O Incêndio é uma grande coletânea de contos, quase
todos de realização exemplar, embora não se deva desdenhar Estórias
de Menino, quer dizer, a formação vadia, lírica e sem preconceitos
fúteis de Medauar antes de tomar os caminhos do mundo, que o levaram
a fazer-se escritor no Rio de Janeiro e em São Paulo. Antes de
Raduan Nassar, ele compôs a crônica dos núcleos de imigrantes
árabes, sem calcar a mão nas falas, porque outra de suas virtudes
está na captação da linguagem oral. Além de brasileirismos e
localismos, de que foi apaixonado, ele mistura, inventa e cria
expressões, sendo essa capacidade de exprimir-se originalmente, numa
mescla do popular e do erudito, que o distancia do regional
meramente regionalizante.
Ainda que simples ou toscas, as personagens de
Medauar se questionam, não se furtando a um balanço de sua
contingência, situação ou conflito atual. Vale a intuição - aquela
sabedoria instintiva, sem dúvida mais legítima do que a sabedoria
adquirida nos livros.

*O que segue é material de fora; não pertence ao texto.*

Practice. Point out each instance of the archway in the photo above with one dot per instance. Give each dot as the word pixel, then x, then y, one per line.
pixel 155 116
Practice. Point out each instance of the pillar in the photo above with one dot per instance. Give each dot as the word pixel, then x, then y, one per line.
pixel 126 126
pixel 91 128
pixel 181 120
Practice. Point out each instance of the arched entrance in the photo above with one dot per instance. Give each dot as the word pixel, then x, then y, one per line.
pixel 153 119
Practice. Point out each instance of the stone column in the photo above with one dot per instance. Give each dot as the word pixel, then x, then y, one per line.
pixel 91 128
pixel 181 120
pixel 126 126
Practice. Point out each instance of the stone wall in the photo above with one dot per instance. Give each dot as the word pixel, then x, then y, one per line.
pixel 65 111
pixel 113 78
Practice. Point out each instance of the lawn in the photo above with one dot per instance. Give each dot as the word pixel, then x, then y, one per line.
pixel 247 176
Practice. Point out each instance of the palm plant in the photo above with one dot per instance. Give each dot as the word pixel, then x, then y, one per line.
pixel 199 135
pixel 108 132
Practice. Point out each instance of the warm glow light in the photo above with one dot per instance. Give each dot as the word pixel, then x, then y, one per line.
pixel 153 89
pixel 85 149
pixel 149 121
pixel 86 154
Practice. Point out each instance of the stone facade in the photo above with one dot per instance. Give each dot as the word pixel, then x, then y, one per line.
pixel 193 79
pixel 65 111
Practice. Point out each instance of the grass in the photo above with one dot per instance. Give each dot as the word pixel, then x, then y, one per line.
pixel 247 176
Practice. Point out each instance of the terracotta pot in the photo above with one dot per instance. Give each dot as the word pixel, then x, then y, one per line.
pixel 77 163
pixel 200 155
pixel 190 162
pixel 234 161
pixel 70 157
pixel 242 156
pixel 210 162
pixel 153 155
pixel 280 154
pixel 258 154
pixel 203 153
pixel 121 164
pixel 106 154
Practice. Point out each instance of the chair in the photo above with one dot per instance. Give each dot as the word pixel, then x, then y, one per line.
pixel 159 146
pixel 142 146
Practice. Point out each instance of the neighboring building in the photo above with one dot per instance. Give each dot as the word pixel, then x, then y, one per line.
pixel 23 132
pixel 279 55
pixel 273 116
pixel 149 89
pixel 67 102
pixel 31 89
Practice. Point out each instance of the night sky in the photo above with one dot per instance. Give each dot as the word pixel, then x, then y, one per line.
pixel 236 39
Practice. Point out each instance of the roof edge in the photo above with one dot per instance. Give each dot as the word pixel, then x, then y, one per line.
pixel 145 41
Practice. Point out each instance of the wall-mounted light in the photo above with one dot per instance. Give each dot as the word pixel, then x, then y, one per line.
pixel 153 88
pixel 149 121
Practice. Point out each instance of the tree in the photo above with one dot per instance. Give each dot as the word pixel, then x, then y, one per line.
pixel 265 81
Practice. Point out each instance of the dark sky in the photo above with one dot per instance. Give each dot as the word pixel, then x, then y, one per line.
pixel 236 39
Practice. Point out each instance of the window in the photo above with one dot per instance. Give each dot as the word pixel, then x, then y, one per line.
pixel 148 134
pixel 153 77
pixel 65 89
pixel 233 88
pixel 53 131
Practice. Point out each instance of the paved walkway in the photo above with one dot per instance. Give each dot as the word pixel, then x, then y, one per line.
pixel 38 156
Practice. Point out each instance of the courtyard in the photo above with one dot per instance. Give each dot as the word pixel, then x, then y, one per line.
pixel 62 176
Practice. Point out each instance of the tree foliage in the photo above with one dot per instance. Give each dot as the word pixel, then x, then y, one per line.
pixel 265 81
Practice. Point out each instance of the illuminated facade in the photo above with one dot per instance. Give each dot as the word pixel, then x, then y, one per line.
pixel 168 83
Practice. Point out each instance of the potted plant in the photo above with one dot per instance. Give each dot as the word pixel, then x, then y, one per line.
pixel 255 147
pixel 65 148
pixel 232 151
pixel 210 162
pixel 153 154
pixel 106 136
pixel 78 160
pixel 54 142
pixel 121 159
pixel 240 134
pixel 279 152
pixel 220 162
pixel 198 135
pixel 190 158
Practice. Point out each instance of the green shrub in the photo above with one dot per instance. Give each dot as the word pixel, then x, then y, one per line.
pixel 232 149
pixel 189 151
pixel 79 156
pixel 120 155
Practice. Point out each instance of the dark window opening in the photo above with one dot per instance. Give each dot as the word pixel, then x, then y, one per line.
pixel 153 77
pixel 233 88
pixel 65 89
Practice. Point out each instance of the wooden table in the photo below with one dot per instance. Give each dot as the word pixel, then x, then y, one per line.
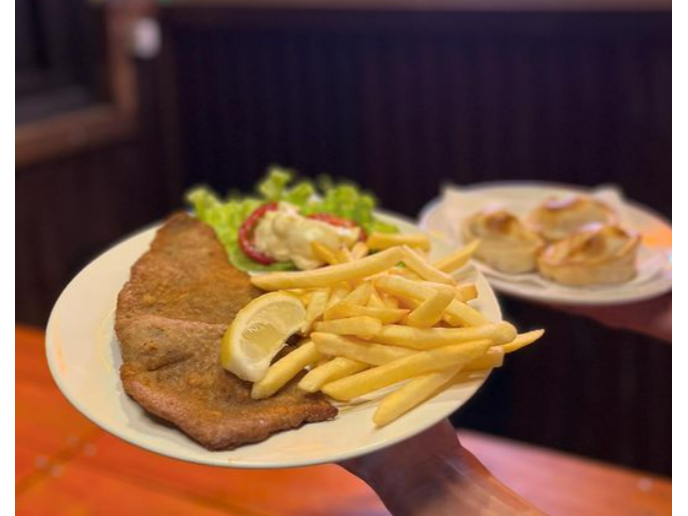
pixel 64 465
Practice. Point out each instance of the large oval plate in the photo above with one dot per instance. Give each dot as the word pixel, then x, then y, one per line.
pixel 84 358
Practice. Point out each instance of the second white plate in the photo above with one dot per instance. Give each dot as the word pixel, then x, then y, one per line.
pixel 656 230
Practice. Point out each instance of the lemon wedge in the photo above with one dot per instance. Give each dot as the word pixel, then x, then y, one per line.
pixel 259 331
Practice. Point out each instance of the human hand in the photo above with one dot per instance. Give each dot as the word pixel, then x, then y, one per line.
pixel 432 474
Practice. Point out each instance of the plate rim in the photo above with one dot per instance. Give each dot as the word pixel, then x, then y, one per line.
pixel 83 408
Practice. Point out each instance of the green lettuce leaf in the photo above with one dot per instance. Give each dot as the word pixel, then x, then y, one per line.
pixel 227 216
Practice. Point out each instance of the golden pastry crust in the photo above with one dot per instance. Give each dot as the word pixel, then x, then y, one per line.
pixel 506 244
pixel 556 218
pixel 597 254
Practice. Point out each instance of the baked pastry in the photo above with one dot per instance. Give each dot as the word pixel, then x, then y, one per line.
pixel 556 218
pixel 597 254
pixel 506 244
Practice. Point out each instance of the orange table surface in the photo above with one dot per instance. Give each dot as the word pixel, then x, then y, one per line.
pixel 66 466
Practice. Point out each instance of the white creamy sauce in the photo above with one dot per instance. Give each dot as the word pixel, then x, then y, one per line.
pixel 284 235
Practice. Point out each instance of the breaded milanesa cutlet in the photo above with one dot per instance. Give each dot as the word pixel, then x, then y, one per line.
pixel 182 296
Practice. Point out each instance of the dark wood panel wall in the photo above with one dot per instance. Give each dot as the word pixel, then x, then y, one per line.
pixel 402 102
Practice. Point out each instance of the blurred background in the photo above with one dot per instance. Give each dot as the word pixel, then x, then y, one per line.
pixel 122 105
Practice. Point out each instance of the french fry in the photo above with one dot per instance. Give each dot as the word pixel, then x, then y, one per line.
pixel 467 293
pixel 491 360
pixel 343 255
pixel 360 250
pixel 381 241
pixel 523 340
pixel 324 253
pixel 360 295
pixel 430 338
pixel 329 372
pixel 354 349
pixel 282 371
pixel 420 266
pixel 414 365
pixel 431 311
pixel 339 292
pixel 362 327
pixel 315 308
pixel 385 315
pixel 403 287
pixel 390 301
pixel 409 396
pixel 405 272
pixel 457 259
pixel 375 300
pixel 463 293
pixel 457 313
pixel 326 276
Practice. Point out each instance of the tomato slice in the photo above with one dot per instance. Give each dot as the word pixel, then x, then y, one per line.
pixel 246 234
pixel 246 231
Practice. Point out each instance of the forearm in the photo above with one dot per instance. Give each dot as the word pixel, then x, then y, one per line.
pixel 455 486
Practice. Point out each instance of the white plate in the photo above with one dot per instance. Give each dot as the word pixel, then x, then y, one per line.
pixel 84 358
pixel 657 251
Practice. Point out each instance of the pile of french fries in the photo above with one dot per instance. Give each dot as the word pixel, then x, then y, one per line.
pixel 386 319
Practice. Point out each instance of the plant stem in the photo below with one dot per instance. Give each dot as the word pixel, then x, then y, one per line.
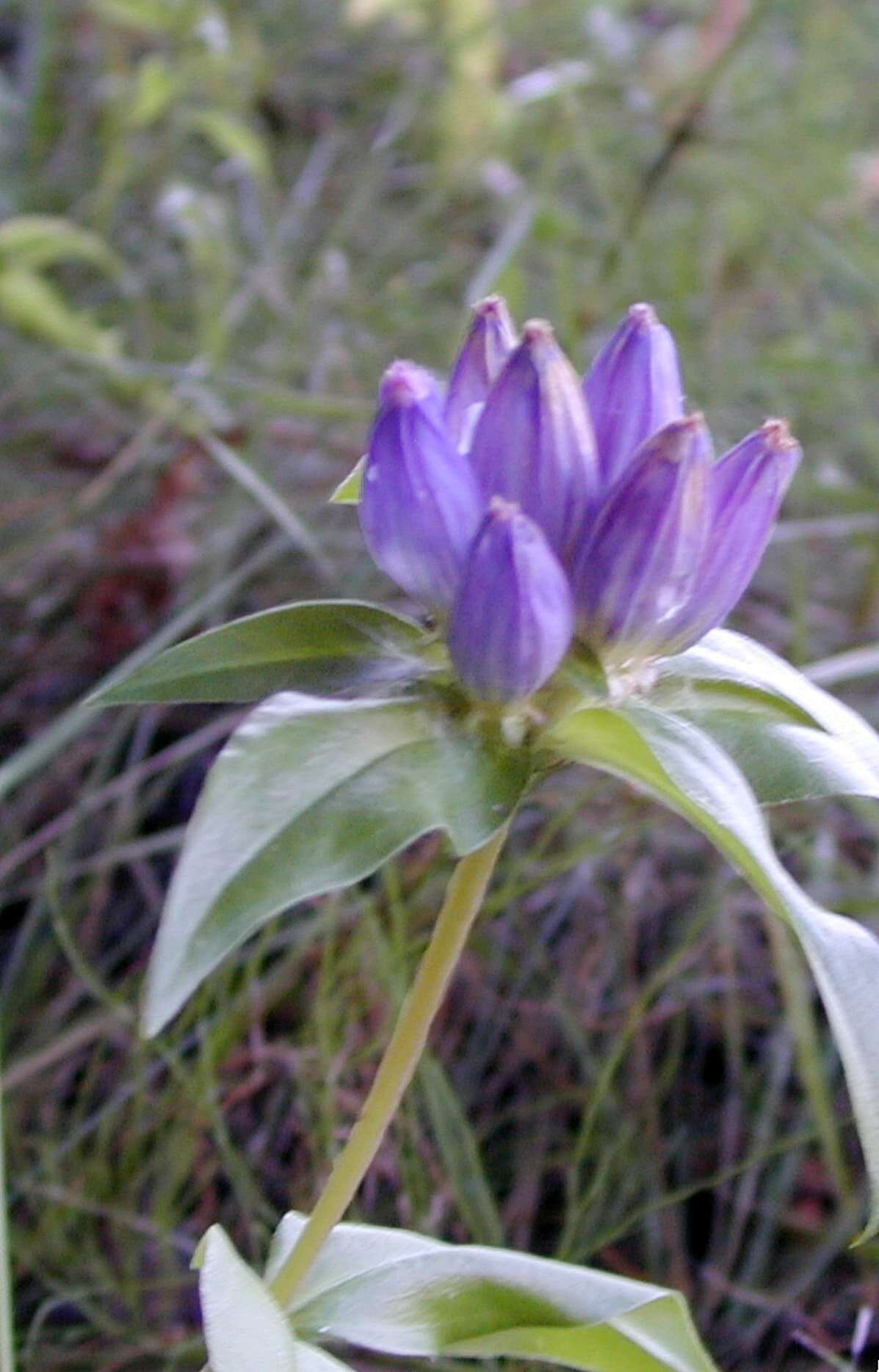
pixel 7 1349
pixel 454 923
pixel 797 995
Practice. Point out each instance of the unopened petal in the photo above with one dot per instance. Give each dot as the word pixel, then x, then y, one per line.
pixel 514 617
pixel 749 484
pixel 421 501
pixel 637 571
pixel 489 342
pixel 533 442
pixel 634 388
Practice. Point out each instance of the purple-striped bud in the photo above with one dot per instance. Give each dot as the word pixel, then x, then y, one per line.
pixel 639 568
pixel 421 502
pixel 480 363
pixel 634 388
pixel 533 443
pixel 514 617
pixel 749 484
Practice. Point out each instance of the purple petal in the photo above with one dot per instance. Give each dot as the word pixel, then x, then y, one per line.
pixel 421 502
pixel 634 388
pixel 637 570
pixel 514 617
pixel 533 443
pixel 749 484
pixel 480 363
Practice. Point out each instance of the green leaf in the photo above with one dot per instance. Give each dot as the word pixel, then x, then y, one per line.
pixel 157 84
pixel 150 15
pixel 320 647
pixel 37 241
pixel 311 795
pixel 349 490
pixel 349 1252
pixel 680 766
pixel 399 1294
pixel 243 1323
pixel 792 740
pixel 234 139
pixel 32 305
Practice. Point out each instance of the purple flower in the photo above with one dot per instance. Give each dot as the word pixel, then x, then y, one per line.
pixel 489 342
pixel 533 442
pixel 748 487
pixel 639 568
pixel 421 502
pixel 513 619
pixel 651 540
pixel 634 388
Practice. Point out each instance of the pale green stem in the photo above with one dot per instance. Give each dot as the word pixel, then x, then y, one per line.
pixel 454 923
pixel 7 1349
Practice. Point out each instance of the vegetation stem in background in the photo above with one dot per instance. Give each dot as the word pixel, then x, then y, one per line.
pixel 7 1351
pixel 402 1057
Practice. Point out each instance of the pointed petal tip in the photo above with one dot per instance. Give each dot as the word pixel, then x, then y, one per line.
pixel 405 383
pixel 539 331
pixel 502 509
pixel 680 438
pixel 643 314
pixel 491 306
pixel 778 437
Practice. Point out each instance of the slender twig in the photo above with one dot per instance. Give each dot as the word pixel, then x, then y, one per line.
pixel 7 1348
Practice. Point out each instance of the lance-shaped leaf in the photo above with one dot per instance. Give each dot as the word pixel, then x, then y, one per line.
pixel 243 1323
pixel 323 647
pixel 793 740
pixel 350 487
pixel 311 795
pixel 680 766
pixel 400 1294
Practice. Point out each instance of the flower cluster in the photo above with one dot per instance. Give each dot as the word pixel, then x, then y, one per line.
pixel 533 508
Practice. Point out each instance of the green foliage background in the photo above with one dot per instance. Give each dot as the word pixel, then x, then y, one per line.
pixel 245 211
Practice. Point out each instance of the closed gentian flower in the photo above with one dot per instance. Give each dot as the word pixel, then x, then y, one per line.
pixel 634 388
pixel 421 502
pixel 748 487
pixel 533 442
pixel 637 568
pixel 489 342
pixel 514 617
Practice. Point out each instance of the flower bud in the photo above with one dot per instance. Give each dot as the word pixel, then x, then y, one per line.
pixel 514 617
pixel 480 363
pixel 748 487
pixel 634 388
pixel 533 443
pixel 421 501
pixel 637 570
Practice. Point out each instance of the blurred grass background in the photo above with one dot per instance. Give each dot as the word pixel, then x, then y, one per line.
pixel 220 222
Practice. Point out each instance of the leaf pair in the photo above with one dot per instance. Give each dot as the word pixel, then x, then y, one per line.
pixel 397 1293
pixel 315 794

O universo de Água Preta poderá ser pequeno,
mas nele habita o homem licencioso e o homem temente a Deus, o
valente e o inseguro, o sensual, o arrogante, o generoso e cruel, o
humilde e o fatalista, o solidário e o prepotente - em suma, uma
diversidade de comédia humana, que, com todos os seus matizes e
ambivalências, vem a ser acentuada pela mistura de sangue e de raças
e adquire traços peculiares: um certo toque chapliniano de
tragicomédia.
Jorge Medauar foi, na contística brasileira, um
contador de histórias que, sabendo questionar e introverter-se,
conversou com calma, em voz baixa, fixando-se em incidentes que não
chegam a formar um caso ou um quadro, e deles transmitindo uma
versão literária agradável que perdura na emoção. Tem o seu jeito, o
seu estilo, é inconfundível. É um vencedor e assim permanecerá
enquanto houver quem se interesse por outras vidas narradas por quem
as conhece e sabe despertar atenções.
Hélio Pólvora é contista, cronista e crítico
literário. Ocupa na Academia de Letras da Bahia a Cadeira 29.